А была еще возможность — уголовный мир: сохранившиеся с довоенной поры, возникшие в течение войны и сразу после нее банды, вроде знаменитой «Черной кошки», грозы жителей Москвы и Ленинграда, в первую очередь пополнились за счет массовой демобилизации. Бандитизм расцветал…
* * *
Коснулось это и вашей семьи: твой дед по отцу, живший в Ленинграде, был убит налетчиками. Его не ахти какое наследство было поделено между сыновьями и дочерями: твоему отцу, как старшему, достались массивные карманные часы с курантами. Золотые крышки открывалсь одна за другой — их было, кажется, по три с каждой стороны, одни прикрывали механизм брегета, другие — его циферблат, на котором каллиграфически было выведено таинственное слово «Мозер».
Будучи заведенными, часы проигрывали тонкими колокольчиками довольно сложную мелодию. Завод кончался — и часы умолкали до следующего раза, что происходило, главным образом, по твоей настоятельной просьбе. Насколько сегодня помнится — было это всего-то два или три раза. А однажды отец принес домой открытый механизм брегета — его золотой корпус на глазах отца, как он потом рассказывал, был отделен от механизма, положен в скупке драгметаллов под ручной настольный пресс, и часы перестали существовать.

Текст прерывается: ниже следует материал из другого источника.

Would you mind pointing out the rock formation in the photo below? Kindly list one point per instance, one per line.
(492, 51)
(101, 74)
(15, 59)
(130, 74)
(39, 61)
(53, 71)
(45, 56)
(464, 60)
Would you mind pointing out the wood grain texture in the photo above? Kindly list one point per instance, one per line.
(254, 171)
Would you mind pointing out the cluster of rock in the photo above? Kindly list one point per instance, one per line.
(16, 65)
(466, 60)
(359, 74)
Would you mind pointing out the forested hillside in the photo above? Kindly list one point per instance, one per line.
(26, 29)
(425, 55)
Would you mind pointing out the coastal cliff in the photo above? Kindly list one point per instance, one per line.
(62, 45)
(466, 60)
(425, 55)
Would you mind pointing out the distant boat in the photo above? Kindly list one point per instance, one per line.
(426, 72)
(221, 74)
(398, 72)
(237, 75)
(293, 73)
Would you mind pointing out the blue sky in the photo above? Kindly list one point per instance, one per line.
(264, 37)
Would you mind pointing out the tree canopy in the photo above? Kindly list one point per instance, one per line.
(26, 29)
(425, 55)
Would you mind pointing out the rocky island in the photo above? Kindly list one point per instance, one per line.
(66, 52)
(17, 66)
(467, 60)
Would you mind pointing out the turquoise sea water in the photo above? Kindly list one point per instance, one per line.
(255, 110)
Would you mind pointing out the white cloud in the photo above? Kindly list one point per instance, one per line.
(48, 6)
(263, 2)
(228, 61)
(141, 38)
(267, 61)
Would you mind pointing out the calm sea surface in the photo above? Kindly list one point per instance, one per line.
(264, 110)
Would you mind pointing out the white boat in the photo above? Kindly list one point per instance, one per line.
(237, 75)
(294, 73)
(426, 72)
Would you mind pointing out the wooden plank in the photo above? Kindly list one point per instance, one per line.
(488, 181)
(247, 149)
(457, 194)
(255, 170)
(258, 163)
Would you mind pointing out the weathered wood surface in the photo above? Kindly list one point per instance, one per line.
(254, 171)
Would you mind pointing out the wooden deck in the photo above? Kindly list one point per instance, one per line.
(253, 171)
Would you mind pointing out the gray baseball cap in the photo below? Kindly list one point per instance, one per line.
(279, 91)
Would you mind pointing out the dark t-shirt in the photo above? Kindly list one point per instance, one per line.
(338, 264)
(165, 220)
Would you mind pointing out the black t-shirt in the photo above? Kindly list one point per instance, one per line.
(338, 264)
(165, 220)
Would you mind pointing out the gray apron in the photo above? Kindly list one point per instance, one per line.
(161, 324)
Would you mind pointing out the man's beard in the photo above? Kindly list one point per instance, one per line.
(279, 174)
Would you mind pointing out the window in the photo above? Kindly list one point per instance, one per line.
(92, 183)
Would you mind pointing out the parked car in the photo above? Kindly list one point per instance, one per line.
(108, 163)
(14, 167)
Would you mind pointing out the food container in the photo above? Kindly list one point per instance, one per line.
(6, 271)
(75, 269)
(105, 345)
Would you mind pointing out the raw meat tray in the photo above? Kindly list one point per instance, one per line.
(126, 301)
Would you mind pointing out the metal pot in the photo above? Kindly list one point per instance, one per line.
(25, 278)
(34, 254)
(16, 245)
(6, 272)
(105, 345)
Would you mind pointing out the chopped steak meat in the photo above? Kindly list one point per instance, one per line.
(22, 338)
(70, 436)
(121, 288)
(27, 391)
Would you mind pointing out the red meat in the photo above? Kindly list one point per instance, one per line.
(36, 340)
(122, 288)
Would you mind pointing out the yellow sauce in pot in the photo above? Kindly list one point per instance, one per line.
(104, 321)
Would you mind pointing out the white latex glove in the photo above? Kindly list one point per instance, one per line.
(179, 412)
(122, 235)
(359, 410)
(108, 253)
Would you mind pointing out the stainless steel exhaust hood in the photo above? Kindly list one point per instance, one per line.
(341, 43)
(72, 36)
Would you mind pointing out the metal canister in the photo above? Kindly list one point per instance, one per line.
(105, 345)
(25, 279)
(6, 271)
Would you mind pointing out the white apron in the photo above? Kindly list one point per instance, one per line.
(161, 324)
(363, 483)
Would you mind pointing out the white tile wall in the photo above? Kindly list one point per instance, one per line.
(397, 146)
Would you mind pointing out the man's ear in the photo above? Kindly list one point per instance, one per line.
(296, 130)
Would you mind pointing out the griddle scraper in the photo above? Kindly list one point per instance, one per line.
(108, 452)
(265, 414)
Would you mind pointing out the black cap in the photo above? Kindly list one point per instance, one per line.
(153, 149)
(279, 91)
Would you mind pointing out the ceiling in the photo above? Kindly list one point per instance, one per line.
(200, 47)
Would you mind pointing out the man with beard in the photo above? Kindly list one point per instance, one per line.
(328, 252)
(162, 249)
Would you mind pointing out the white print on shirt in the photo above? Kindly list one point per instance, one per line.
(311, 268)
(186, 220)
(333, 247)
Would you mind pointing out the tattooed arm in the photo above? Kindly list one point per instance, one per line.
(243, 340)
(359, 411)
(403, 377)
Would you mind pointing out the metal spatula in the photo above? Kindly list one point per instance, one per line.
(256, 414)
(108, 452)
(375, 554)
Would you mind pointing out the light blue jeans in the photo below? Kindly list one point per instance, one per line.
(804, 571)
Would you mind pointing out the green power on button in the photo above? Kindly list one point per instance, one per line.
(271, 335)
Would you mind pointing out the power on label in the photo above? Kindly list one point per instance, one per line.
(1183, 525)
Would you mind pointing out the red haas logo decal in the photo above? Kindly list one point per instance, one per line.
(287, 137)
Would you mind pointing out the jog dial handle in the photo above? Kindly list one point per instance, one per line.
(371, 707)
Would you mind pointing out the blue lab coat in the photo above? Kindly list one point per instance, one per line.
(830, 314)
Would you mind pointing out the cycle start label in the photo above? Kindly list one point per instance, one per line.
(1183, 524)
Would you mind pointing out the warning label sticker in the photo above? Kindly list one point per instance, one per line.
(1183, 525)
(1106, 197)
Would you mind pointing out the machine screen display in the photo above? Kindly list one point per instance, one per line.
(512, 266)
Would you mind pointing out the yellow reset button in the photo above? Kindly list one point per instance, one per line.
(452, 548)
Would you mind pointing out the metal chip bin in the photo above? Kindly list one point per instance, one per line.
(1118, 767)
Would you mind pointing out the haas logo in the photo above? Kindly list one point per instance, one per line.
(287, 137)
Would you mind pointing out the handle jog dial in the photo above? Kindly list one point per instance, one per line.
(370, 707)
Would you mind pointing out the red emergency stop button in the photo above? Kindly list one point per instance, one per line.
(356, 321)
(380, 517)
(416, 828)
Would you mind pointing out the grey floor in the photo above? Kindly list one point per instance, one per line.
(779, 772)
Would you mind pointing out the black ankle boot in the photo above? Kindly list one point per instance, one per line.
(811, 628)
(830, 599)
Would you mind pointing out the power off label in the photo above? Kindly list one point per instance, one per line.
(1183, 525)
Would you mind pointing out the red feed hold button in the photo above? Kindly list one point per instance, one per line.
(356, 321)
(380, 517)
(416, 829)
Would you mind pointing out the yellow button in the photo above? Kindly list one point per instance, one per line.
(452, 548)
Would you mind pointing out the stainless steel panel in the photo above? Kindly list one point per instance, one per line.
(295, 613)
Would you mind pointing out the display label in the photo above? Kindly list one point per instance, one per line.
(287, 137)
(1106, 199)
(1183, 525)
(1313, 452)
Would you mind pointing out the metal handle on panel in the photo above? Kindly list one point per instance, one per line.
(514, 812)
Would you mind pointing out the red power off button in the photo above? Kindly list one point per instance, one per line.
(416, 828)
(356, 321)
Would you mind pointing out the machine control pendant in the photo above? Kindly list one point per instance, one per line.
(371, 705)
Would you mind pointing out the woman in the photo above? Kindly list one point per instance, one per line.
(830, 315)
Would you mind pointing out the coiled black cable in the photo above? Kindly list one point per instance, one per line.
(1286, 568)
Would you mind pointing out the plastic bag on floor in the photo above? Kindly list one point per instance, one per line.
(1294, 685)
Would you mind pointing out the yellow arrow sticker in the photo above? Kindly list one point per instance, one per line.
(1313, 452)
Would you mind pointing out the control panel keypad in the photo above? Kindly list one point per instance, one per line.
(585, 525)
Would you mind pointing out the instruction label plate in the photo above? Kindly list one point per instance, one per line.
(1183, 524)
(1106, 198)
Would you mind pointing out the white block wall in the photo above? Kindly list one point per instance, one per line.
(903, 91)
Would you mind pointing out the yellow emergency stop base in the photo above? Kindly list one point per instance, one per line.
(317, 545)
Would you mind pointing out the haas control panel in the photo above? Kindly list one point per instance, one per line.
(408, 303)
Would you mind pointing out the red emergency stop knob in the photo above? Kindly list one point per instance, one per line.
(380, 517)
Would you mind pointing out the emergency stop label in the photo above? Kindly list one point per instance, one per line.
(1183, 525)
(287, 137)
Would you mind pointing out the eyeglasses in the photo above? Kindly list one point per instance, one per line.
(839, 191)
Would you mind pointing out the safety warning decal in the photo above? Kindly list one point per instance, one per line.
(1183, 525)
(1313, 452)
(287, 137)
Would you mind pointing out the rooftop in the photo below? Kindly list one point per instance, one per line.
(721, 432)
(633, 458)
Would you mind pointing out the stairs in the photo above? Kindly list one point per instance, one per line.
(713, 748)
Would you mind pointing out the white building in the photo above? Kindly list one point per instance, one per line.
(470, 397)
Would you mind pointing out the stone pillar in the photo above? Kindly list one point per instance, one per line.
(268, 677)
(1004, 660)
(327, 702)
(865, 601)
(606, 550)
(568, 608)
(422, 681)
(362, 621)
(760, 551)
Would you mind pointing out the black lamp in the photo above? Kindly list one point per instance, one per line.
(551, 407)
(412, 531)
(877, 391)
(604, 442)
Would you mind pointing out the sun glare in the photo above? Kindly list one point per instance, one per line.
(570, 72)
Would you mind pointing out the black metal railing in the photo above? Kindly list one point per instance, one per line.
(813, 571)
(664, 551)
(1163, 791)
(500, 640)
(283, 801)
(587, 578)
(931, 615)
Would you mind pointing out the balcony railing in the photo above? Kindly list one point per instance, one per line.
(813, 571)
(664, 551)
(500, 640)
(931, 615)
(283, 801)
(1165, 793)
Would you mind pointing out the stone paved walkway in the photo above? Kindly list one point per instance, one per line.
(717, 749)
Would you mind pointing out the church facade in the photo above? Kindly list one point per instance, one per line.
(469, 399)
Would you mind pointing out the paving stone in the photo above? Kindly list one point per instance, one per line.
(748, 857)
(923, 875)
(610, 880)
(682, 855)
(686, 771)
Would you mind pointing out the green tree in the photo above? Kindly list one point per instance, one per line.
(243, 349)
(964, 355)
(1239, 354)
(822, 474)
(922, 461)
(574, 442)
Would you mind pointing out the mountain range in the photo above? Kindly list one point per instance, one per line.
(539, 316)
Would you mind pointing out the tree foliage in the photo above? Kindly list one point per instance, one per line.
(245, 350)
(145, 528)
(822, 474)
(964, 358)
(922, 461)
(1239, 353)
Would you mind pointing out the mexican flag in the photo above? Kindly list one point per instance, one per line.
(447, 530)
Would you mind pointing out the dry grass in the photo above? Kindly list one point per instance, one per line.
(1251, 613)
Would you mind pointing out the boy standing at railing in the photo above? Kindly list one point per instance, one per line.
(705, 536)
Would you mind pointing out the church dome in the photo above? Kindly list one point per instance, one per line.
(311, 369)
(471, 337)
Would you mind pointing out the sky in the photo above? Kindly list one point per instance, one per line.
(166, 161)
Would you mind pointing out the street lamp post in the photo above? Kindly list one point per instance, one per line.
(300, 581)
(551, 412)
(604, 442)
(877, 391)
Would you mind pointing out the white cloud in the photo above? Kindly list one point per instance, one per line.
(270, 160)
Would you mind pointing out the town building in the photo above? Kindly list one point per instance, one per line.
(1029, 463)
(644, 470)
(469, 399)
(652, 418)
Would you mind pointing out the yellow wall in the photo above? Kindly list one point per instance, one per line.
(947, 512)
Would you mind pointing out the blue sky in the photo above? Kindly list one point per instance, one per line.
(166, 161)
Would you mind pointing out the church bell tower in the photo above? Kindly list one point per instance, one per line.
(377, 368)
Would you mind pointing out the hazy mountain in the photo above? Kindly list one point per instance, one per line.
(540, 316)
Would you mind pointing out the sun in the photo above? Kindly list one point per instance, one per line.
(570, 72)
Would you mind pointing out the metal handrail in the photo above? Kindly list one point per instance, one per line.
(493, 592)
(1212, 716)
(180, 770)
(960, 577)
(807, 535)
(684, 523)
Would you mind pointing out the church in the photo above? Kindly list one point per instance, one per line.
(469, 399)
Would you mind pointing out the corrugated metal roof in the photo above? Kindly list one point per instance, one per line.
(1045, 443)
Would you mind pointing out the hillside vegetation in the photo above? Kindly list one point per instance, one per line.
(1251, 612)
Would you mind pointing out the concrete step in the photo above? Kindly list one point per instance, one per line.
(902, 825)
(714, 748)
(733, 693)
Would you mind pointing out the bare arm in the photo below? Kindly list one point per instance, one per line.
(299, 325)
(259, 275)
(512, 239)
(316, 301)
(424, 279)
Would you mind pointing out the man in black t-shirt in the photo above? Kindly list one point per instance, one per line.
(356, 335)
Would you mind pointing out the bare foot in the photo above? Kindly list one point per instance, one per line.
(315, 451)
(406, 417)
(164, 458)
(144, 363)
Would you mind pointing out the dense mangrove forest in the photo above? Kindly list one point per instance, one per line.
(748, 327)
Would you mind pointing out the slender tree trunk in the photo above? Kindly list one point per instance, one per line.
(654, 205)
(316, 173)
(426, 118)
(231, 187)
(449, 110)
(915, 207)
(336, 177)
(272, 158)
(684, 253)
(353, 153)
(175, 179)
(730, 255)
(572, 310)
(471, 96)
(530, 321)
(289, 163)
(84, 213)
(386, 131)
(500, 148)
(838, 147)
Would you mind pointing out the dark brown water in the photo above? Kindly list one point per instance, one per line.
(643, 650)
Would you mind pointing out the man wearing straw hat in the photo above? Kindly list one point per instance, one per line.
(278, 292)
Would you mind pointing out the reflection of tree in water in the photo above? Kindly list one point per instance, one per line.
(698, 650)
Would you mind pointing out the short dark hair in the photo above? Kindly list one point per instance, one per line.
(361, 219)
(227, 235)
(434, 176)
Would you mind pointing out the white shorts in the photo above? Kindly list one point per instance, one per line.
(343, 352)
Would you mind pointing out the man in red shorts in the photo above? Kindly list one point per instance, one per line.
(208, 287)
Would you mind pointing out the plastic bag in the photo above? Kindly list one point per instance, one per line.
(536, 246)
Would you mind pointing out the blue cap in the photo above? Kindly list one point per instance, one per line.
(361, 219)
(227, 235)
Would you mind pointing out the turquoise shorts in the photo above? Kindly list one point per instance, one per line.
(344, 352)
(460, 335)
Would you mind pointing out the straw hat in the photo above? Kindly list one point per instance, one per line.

Куда делся потом этот механизм — ты не знаешь, и спросить давно уже некого. Зато вскоре у мамы появилась шуба из теплой окрашенной в черный цвет цигейки — она прослужила ей потом много холодных московских зим. Ты помнишь эту шубу, уже с потертыми рукавами и проплешинами, а самой коже так ничего и не делалось — наверное, могла бы служить шуба и сегодня где-нибудь на зимней даче.
Прошло полвека — эти часы оказались в твоём рассказе «Брегет». Рассказ получился мистический — не обязательно по воле автора, не знаешь по чьей, так уж написалось, но в рассказе часы не просто показывали время и не просто наигрывали мелодию, — но надиктовывали своему хозяину его судьбу, каждый раз возвращая его ко дню приобретения часов.
Другим механизмом, существовавшим и игравшим немалую роль в твоей тогдашней жизни, стал электрический фонарик — это благодаря ему ты, закрывшись с головой одеялом, проглатывал изрядно потрепанные томики романов Майн Рида, Стивенсона, конечно же, «Робинзона Крузо», «Мюнхгаузена» заодно с «Капитаном Врунгелем» — все, что приносили десятилетнему пацану родители или доставалось тебе по обмену от приятелей и соучеников. Почему под одеялом — да потому, что в небольшой комнате, где вы тогда жили, свет к ночи выключался — утром родителям на службу. А тебе-то когда было читать? — не за счет же дворовых дел, которых всегда набиралось предостаточно на послешкольные часы.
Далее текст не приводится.